Automating Recruitment Follow-ups with Python, AWS Lambda and Amazon SES
A small project to understand the Cloud, its features, its event-driven behaviour and its security aspects
It can be tedious work to keep updating the candidate set for company recruitments for mass follow-up emails. What if I tell you that this process can be automated with the help of The Cloud? Let's see how it's done!
Understanding the Problem
A lot of companies and their recruitment teams have proprietary/third-party Resume Parsing Solutions that can extract applicant information from their resumes'. However, communicating with these applicants for follow-ups or sharing information in general, is a separate task.
What we are trying to achieve, is to set up a pipeline where, on every CV/ Resume upload to an API endpoint, the name and email extracted in JSON are uploaded to a storage bucket and a follow-up email is sent to the candidate requesting them for an interview or proceeding with the next step in the process.
The Proposed Solution
Let's assume I am a recruiter and have a total of 200 Resumes on my system, and I pick 12 candidates that I'd like to interview going forward. I'd look for a solution to be able to send them follow-up emails in one click.
Here's where the Cloud's role comes in. As soon as I choose the 12 candidates, their candidate meta-data, that is in JSON which includes their name and email, is uploaded to a Storage bucket, that is linked to a Lambda function. This lambda function, on JSON-file upload, sends a follow-up email to all the selected candidates.
Handling Multiple File Uploads✅
Cost-Effective✅
Easy to Scale✅
Faster than Serverside mailouts✅
Cloud Services to be used
- AWS IAM
- AWS S3
- AWS Lambda
- Amazon SES
App WorkFlow
In this case, we'll be using Python Flask to create an API, just to demonstrate the Resume Parser since we don't have a real one.
We'll be using the Textract and Spacy packages to extract names and emails from the Resume. We then upload this result in JSON to an AWS S3 Bucket. This S3 Bucket is connected to a Lambda function looking for PUT Events, on which it sends out emails with the help of Amazon SES.
Creating a New IAM User
We'll need a new IAM User that can programmatically upload a file from our Flask API endpoint.
Create a new User in the IAM Console and check the Access Key option so that it provides an Access Key ID and Secret key that we'll use later.
Create a new User Group that allows full AWS S3 Access, and attach that to this new user.
Keep the generated credentials with you for now, we'll use them later.

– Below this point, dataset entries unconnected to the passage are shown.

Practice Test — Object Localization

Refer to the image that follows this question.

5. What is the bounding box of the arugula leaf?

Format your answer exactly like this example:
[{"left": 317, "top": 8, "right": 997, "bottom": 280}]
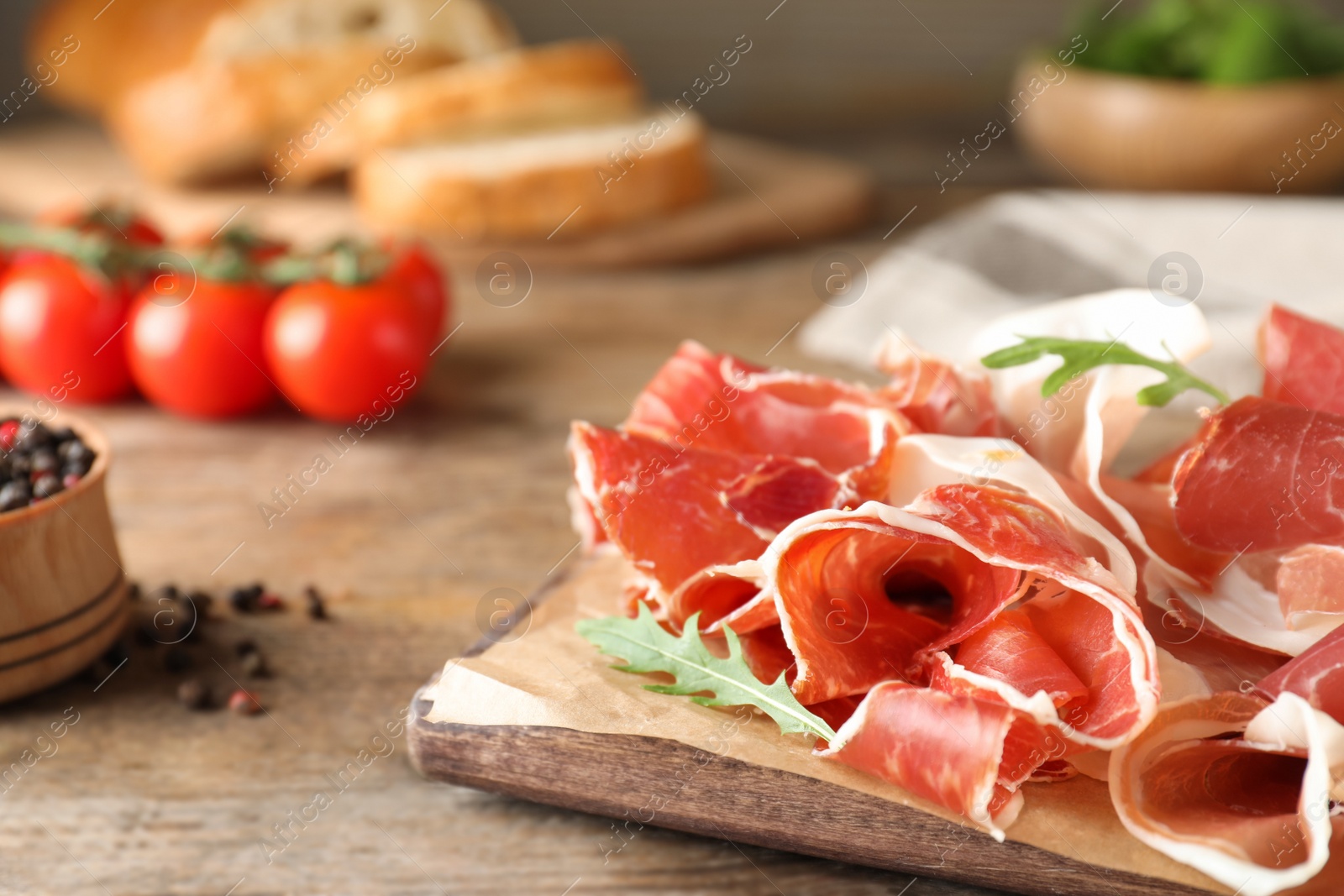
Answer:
[
  {"left": 979, "top": 336, "right": 1232, "bottom": 407},
  {"left": 574, "top": 603, "right": 836, "bottom": 740}
]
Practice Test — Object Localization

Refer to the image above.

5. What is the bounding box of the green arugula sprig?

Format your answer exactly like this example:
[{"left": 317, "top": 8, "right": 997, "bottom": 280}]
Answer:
[
  {"left": 979, "top": 336, "right": 1232, "bottom": 407},
  {"left": 574, "top": 603, "right": 836, "bottom": 740}
]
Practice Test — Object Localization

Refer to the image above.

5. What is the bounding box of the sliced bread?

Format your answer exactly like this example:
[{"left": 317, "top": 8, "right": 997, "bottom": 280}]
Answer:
[
  {"left": 352, "top": 112, "right": 710, "bottom": 240},
  {"left": 273, "top": 40, "right": 643, "bottom": 186}
]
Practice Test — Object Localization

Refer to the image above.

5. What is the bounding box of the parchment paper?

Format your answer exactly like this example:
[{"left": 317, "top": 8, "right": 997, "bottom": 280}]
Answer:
[{"left": 423, "top": 556, "right": 1231, "bottom": 893}]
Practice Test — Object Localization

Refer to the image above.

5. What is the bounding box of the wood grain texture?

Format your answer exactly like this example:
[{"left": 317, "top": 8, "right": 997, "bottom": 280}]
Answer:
[
  {"left": 0, "top": 406, "right": 126, "bottom": 701},
  {"left": 1000, "top": 62, "right": 1344, "bottom": 193},
  {"left": 407, "top": 556, "right": 1230, "bottom": 896},
  {"left": 407, "top": 720, "right": 1208, "bottom": 896}
]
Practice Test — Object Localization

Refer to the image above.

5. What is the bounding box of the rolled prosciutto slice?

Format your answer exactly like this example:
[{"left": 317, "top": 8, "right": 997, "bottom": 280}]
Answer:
[
  {"left": 875, "top": 331, "right": 999, "bottom": 437},
  {"left": 622, "top": 341, "right": 911, "bottom": 498},
  {"left": 1109, "top": 692, "right": 1344, "bottom": 896},
  {"left": 1173, "top": 395, "right": 1344, "bottom": 553},
  {"left": 973, "top": 289, "right": 1220, "bottom": 585},
  {"left": 570, "top": 423, "right": 855, "bottom": 626},
  {"left": 762, "top": 482, "right": 1158, "bottom": 838},
  {"left": 1259, "top": 305, "right": 1344, "bottom": 414}
]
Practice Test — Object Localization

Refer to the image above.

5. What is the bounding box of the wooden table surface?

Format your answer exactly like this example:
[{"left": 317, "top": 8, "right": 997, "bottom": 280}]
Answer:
[{"left": 0, "top": 145, "right": 1011, "bottom": 896}]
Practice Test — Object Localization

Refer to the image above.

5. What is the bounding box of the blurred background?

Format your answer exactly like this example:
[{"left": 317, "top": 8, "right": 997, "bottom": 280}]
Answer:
[{"left": 0, "top": 0, "right": 1344, "bottom": 202}]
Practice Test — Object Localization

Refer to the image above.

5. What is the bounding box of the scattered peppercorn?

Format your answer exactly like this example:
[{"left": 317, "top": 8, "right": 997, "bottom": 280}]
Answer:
[
  {"left": 228, "top": 688, "right": 260, "bottom": 716},
  {"left": 0, "top": 418, "right": 96, "bottom": 511},
  {"left": 186, "top": 591, "right": 215, "bottom": 618},
  {"left": 228, "top": 584, "right": 265, "bottom": 612},
  {"left": 164, "top": 647, "right": 197, "bottom": 674},
  {"left": 304, "top": 585, "right": 327, "bottom": 619},
  {"left": 177, "top": 679, "right": 211, "bottom": 710}
]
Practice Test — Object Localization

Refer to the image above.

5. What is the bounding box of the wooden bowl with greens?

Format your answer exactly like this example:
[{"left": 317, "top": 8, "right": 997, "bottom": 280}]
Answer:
[{"left": 1005, "top": 0, "right": 1344, "bottom": 193}]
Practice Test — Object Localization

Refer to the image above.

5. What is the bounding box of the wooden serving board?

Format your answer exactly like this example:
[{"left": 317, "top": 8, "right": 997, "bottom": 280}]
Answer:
[
  {"left": 407, "top": 558, "right": 1228, "bottom": 896},
  {"left": 0, "top": 121, "right": 874, "bottom": 270}
]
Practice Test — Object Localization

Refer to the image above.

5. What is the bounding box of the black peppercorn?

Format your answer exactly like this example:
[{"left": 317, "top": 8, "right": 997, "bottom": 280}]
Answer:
[{"left": 177, "top": 679, "right": 211, "bottom": 710}]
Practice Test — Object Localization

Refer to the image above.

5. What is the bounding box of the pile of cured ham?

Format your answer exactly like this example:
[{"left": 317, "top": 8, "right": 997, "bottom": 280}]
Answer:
[{"left": 570, "top": 291, "right": 1344, "bottom": 896}]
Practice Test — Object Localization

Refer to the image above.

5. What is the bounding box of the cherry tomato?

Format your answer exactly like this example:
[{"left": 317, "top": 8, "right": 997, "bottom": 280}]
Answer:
[
  {"left": 128, "top": 274, "right": 276, "bottom": 419},
  {"left": 385, "top": 244, "right": 449, "bottom": 338},
  {"left": 0, "top": 254, "right": 130, "bottom": 403},
  {"left": 265, "top": 277, "right": 428, "bottom": 423}
]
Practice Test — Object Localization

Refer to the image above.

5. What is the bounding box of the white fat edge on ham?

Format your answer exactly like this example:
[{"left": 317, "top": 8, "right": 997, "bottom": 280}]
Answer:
[
  {"left": 761, "top": 501, "right": 1158, "bottom": 750},
  {"left": 1147, "top": 563, "right": 1344, "bottom": 657},
  {"left": 887, "top": 434, "right": 1137, "bottom": 595},
  {"left": 1275, "top": 544, "right": 1344, "bottom": 631},
  {"left": 972, "top": 289, "right": 1212, "bottom": 584},
  {"left": 813, "top": 681, "right": 1026, "bottom": 844},
  {"left": 1109, "top": 693, "right": 1344, "bottom": 896},
  {"left": 666, "top": 560, "right": 764, "bottom": 632}
]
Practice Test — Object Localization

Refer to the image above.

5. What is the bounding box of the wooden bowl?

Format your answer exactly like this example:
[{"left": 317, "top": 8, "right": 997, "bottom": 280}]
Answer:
[
  {"left": 0, "top": 407, "right": 129, "bottom": 700},
  {"left": 1003, "top": 60, "right": 1344, "bottom": 193}
]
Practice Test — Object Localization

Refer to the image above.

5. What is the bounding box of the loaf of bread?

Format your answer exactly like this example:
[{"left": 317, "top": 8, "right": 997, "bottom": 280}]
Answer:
[
  {"left": 271, "top": 40, "right": 643, "bottom": 186},
  {"left": 352, "top": 112, "right": 710, "bottom": 240},
  {"left": 82, "top": 0, "right": 516, "bottom": 183}
]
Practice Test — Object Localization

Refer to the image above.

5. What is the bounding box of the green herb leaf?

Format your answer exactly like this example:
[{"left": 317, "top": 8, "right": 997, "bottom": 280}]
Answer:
[
  {"left": 574, "top": 603, "right": 836, "bottom": 740},
  {"left": 979, "top": 336, "right": 1232, "bottom": 407}
]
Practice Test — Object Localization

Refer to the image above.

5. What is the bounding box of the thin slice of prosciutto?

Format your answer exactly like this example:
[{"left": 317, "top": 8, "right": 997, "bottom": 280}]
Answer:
[
  {"left": 570, "top": 423, "right": 852, "bottom": 626},
  {"left": 1109, "top": 692, "right": 1344, "bottom": 896},
  {"left": 1259, "top": 305, "right": 1344, "bottom": 414},
  {"left": 762, "top": 483, "right": 1158, "bottom": 838},
  {"left": 622, "top": 341, "right": 911, "bottom": 498},
  {"left": 1173, "top": 395, "right": 1344, "bottom": 553}
]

Creating the main AWS Lambda function
Create a New function in the AWS Lambda Dashboard.
Choose Python 3.9 as the Runtime and create a role that allows access to Amazon S3 and SES. You can choose a pre-existing role or create a new one.
Here's the code you'll need in this function
import json
import boto3
import urllib
def lambda_handler(event, context):
# The function is called every time a file is added to the S3 Bucket
# Fetch Bucket Name, File name from the event
bucket_name = event["Records"][0]["s3"]["bucket"]["name"]
key=event["Records"][0]['s3']['object']['key']
key = urllib.parse.unquote_plus(key,encoding="utf-8")
# Create an S3 Client
s3_client = boto3.client("s3")
# Fetch this particular file and its contents
s3_response = s3_client.get_object(Bucket=bucket_name, Key=key)
file_contents = s3_response["Body"].read().decode()
file_contents = json.loads(file_contents)
# Get the Details viz. email and name
name = file_contents['name']
email = file_contents['email']
# Create an SES Client
ses_client = boto3.client("ses")
# Create an Email Template (also can be done in SES Dashboard)
subject = "Thank you for applying!"
body = f"""
<br />
<p>
Hello {name}, <br />
We at One Byte Inc. really like your profile and would like to
take your application to the next stage.
<br />
We would like to take a telephone interview in the coming week.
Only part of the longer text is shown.